Finland’s oldest marked nature trail was opened at Koli on 12th July 1896. In the same summer, the first tourist hostel of Koli was built. At the time, Koli was already one of Finland’s most popular tourist attractions.

The core of Koli is in the rock

Koli has been strongly present in the history of the Finns. When one looks at the high spruce forests of Koli today, it is hard to imagine that the cliffs were once adorned by tropical plants! The history of Koli’s geology is a heady story of the developmental history of the Earth. In a crash of tectonic plates about 1800 million years ago, an old plate sunk down towards the core of the Earth and a younger plate pushed upwards. From the younger plate arose the predecessor of the Koli fells, the Karelian fold mountains, or Karelides. The landscape was similar to that of the Alps today. The five-kilometre-high peaked mountains with their valleys and lakes must have made for a whopping sight!

Over the millions and millions of years, however, the high mountains eroded, by and by, into their present size.

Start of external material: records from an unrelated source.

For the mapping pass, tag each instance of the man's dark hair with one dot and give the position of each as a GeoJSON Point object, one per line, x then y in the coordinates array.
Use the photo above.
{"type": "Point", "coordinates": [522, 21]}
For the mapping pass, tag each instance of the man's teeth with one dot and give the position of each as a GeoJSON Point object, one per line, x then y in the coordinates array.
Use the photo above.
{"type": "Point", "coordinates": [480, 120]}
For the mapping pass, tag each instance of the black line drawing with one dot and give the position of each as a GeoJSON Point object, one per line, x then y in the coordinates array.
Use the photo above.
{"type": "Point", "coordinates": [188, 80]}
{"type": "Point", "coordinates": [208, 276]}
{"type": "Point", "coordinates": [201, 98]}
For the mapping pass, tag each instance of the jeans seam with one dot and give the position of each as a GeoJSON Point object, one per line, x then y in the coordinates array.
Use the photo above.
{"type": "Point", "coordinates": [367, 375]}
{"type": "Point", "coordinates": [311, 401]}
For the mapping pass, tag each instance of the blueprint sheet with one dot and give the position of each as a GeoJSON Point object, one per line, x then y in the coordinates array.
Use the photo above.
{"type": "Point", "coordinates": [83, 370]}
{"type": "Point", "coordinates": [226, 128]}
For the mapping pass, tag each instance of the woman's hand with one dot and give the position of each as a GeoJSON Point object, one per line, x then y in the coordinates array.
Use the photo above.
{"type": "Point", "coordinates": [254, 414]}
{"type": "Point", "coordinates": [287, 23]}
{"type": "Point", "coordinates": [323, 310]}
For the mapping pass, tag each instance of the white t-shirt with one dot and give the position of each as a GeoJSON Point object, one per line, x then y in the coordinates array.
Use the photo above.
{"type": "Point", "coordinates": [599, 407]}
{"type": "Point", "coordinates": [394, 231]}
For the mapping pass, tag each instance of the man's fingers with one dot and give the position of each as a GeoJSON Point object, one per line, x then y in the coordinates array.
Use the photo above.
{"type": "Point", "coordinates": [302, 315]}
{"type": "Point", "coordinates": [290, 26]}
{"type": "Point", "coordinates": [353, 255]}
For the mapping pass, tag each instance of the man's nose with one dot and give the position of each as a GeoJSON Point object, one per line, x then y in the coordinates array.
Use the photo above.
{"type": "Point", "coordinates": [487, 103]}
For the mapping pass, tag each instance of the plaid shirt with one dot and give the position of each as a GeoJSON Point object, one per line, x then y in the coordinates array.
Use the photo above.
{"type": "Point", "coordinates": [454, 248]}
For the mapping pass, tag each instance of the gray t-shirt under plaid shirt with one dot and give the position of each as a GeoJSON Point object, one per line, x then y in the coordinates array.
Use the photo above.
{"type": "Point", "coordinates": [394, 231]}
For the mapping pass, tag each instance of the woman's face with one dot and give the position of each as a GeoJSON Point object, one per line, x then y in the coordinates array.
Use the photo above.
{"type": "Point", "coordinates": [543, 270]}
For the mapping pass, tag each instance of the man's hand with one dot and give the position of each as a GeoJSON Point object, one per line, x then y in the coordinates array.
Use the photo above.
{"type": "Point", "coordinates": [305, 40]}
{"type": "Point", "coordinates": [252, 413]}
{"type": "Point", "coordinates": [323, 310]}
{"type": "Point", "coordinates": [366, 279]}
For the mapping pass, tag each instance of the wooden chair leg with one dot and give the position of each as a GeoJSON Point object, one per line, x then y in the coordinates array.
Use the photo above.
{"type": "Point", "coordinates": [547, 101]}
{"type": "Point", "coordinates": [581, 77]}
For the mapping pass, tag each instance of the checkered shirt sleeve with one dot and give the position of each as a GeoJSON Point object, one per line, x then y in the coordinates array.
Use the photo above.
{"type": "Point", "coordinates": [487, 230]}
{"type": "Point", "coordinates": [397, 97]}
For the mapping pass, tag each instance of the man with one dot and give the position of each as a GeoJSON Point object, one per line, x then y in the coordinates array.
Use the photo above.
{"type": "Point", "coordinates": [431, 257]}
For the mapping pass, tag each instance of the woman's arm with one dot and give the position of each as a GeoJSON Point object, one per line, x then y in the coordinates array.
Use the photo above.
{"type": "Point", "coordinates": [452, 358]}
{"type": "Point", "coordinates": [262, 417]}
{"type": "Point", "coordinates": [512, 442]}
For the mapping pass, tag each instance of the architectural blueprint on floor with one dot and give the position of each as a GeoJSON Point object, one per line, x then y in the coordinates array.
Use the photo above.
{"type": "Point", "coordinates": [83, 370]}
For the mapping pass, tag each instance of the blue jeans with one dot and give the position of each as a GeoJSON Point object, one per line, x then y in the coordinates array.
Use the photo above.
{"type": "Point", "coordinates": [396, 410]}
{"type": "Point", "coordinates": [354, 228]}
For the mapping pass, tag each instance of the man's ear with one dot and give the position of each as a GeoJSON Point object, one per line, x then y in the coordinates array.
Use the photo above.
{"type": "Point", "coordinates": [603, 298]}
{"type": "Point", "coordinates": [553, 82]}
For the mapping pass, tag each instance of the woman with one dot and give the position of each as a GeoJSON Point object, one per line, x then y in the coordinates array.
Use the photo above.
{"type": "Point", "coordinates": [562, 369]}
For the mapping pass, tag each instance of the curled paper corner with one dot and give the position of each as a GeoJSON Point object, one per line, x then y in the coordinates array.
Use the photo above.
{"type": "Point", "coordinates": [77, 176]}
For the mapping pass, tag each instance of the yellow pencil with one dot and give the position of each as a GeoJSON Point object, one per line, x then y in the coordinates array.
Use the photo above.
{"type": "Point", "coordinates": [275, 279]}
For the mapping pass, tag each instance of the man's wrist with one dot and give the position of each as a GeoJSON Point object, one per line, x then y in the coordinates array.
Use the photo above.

At the same time, the plate that had ended up lower in the crash of the plates moved little by little. It first moved towards the equator, sometimes moving in tropical areas, sometimes in dry ones. Before reaching its present location, the plate made a turn near the Antarctica. During this period, the changing climatic zones eroded the mountain range effectively. In cold periods, the cliffs were eroded by the ice cap, and in hot and humid periods, the rains. The cliffs of Koli are part of the latest stage in this history of erosion, being the lowest part of the old mountain range that once was formed out of desert sands that had spilled onto the seashore. Due to its hardness, the sand that had condensed into quartz rock about 10 kilometres deep inside the Earth has caused the Koli fells to stay higher than the surrounding areas.

Volcanic eruptions and crevices of the tectonic plate in the Koli area once formed volcanic zones in the bedrock. After long periods of erosion of the mountains, these areas have surfaced and show up in today’s landscape as nutritious groves. A good example of this is the Paimenvaara area. On Lake Pielinen, the Sikosaari island and the Hölösaaret islands have been formed as entry channels of magma eruptions.

Fortunately for Koli, as a result of the series of geological events described above, the tectonic plate is over 70 kilometres thick in the Koli area. Away from Koli, in whatever direction, the plate is thinner. For this reason, the conditions at Koli are the stablest on Earth.

At the Visitor Centre Ukko, the standing exhibition "Kolin perintö" (‘The Heritage of Koli’) tells a multidimensional story of the history and geology of Koli. Half an hour’s drive from Koli, the Finnish Stone Centre in Nunnanlahti, Juuka, offers you a magnificent presentation of the life and use of stone.

Human inhabitation in the Koli area; the village of Koli

Koli got its first human inhabitants as late as the 17th century. Today there are just under 300 inhabitants in the village of Koli. Koli is part of the municipality of Lieksa, most of which lies on the other side of Lake Pielinen. Koli is served by the Koli comprehensive school, which has two classrooms and about 20 pupils.